Yorkshire Water to install record number of acoustic loggers
Yorkshire Water has announced that it will invest £10 million to install a world-record number of acoustic loggers in its underground pipe network to detect leakage.
The loggers will be used to help the company meet its a target to reduce leakage by 15 per cent by 2020, and a further 25 per cent by 2025.
During a trial of the technology, 600 of the devices installed in the pipe network in West Yorkshire helped to identify 35 leaks in one month, which contributed to a saving of around approximately 86,400 litres of water.
Following that success, Yorkshire Water will now proceed to install 34,000 more of the devices by October this year, covering 20 per cent of its water distribution areas. This will bring its total count to 40,000, more than any other water company in the world.

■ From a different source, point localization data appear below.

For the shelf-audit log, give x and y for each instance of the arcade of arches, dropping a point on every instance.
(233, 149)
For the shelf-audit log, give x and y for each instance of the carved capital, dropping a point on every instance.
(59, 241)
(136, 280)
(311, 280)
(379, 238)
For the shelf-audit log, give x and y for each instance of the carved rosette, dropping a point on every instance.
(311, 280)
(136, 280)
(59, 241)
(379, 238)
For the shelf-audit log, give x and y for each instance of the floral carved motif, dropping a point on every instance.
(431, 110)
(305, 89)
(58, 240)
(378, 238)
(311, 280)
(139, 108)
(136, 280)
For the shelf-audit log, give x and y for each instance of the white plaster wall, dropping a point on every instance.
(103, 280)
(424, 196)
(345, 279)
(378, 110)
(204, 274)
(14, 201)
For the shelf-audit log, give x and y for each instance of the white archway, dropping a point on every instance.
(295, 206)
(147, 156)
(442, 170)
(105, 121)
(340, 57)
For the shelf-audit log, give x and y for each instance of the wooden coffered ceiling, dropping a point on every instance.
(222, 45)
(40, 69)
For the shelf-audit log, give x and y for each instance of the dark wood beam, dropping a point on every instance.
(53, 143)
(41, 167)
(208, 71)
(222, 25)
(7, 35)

Martyn Hattersley, head of leakage operations at Yorkshire Water, said: "Each acoustic 'ear', or logger, is capable of identifying a leak within a 150 meters radius, which is much more accurate than current technology allows.
"It will give us a much greater understanding and visibility of what is happening in some of the areas most prone to leaks. By installing these devices, we will help our leakage technicians save millions of litres of water being wasted which will improve our water sustainability and reduce roadwork impact on customers."

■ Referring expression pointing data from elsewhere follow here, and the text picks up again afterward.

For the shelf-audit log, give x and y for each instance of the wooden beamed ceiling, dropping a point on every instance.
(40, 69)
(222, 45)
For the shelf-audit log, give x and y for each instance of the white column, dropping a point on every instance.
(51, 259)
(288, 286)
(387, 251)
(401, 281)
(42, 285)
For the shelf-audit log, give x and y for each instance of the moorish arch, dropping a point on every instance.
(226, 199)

Acoustic loggers listen to the flow of water through a pipe continuously and, if any anomalies in the noise are detected, an alarm is set off to alert the company's data analysis team. The data experts then analyse the noise to determine if it indicates a leak in the pipe and, if so, a leakage technician is sent out to find the precise location and repair the pipe, which takes around six days on average.
Yorkshire Water’s innovation team is currently working with the open data community by sharing sound files with them to better understand the sound profile of a leaky pipe, which will help its own analysts detect leaks.